Another factor, which matters more with the Chargers and how they align the defensive front, Mack is a great run defender on the edge. In 2020, Mack ranked fifth among edge rushers in ESPN’s Run Stop Win Rate.

For the ideal Brandon Staley defense, the Chargers will play with a light box, which puts more responsibility on the defensive line to stop the run. With a poor run defense last year, the Chargers had to abandon that strategy in the middle of the season.

From Weeks 1-6, the Chargers used a light box 63% of the time, which was the eighth-highest rate in the league, per SIS. They stacked the box on 11% of defensive snaps, which was 21st in that time frame. After the Week 7 bye, the Chargers used a light box on just 53% of defensive snaps (16th) and they stacked the box 25% of the time, which was the third-highest rate among defenses.

It only helped so much as the Chargers went from 31st in EPA per attempt against the run before the bye to 28th after. The defensive line talent to stop the run just wasn’t there.

While the Mack deal on its own is exciting, perhaps the most fun part about it is the indicator that it won’t be the last big move the Chargers make to upgrade the roster.

At the NFL Combine, general manager Tom Telesco acknowledged the window of building around a superstar quarterback on a rookie contract. Justin Herbert will count for all of $7.25 million on the Chargers’ 2022 salary cap.

Having that quarterback and landing stars and other positions like left tackle and wide receiver also makes the Chargers’ offseason strategy more interesting. They’re not necessarily shopping for the hard to acquire positions. A top-tier edge rusher could be considered that, but they already had Bosa and swinging for a veteran with just a second-round pick is about as good as it gets to add another.

Meanwhile, the Chargers could use some more help at cornerback to play opposite a rising star in Asante Samuel and the free agent pool has a number of intriguing options.
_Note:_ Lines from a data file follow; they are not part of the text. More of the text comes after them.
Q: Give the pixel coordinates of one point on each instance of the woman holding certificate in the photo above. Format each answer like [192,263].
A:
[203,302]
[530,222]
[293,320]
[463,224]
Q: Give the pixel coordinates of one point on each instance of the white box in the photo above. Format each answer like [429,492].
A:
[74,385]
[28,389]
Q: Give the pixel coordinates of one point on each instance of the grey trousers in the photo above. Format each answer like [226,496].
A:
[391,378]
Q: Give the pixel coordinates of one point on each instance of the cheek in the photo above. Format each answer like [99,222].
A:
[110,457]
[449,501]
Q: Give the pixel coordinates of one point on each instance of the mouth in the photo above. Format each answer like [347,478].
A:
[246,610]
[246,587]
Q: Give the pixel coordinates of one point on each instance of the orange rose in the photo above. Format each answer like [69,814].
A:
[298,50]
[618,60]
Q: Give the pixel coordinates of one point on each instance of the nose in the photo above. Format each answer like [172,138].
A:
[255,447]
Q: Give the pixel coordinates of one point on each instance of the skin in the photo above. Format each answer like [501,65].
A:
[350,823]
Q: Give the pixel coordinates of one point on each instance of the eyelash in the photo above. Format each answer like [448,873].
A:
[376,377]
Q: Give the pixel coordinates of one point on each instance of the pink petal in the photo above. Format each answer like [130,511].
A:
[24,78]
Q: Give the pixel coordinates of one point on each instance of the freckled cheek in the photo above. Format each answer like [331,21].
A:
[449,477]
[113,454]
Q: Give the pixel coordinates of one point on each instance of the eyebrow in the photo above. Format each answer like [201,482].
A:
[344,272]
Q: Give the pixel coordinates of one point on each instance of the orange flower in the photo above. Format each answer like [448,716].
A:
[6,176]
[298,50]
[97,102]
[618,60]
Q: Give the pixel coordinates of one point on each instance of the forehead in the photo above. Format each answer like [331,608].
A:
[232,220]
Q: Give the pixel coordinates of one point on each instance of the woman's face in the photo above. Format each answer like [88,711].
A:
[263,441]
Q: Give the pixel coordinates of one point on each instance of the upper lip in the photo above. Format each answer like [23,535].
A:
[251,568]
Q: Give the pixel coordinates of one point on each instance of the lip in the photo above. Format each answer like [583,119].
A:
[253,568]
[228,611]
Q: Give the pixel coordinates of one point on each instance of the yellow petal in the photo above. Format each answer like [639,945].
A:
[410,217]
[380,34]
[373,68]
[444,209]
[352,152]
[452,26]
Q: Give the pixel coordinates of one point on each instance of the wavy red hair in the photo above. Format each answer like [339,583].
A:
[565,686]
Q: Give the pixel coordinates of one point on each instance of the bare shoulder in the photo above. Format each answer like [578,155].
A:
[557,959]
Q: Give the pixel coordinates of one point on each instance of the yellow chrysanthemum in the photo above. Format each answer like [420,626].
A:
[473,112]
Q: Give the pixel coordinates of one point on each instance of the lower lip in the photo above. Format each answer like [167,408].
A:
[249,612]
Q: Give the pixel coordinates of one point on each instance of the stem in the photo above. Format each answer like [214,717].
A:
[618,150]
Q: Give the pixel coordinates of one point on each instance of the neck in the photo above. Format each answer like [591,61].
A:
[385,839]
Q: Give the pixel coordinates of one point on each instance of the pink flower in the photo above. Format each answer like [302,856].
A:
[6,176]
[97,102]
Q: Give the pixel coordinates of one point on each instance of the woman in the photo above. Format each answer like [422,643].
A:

LA could go to the top and bring in a J.C. Jackson or Carlton Davis to really beef up the position. There is no shortage of options if the Chargers don’t want to shop at the top of the market, including former Ram Darious Williams.

The Chargers need some help in the interior of the defensive line and that job has already been made easier with Bosa and Mack on the edge. Sebastian Joseph-Day feels like too obvious of a fit coming over from the Rams, but he would be exactly what the Chargers need inside.

Defensive help would be huge for a team that finished 28th in EPA per play last season, per TruMedia. Defensive talent plus Staley’s scheme could open up another level for the Chargers. This was was a team that finished fourth in EPA per play on offense in 2021 while leaving some meat on the bone. Upgrades are available there, too.

More offensive linemen continue to hit the market, which would give Los Angeles a shot at reworking the right side of the line after the left side through center was set up last offseason. Speedy wide receivers are available. There are a number of tight ends. Nothing at this point appears to be out of the Chargers’ price range.

With Mack’s $17.75 million on the books for 2022, the Chargers sit with about $24 million in cap space. That would still be around the top-10 among all teams this offseason.

The Chargers can’t — and won’t — just buy a good team in free agency, but what makes them so exciting is how much of the foundation was already in place. These moves will surround the core instead of being a desperate attempt to build it.

Trading for Khalil Mack was the Chargers’ first big swing to get the most out of a young and inexpensive quarterback. Given the early aggressiveness, it’s not going to be the last.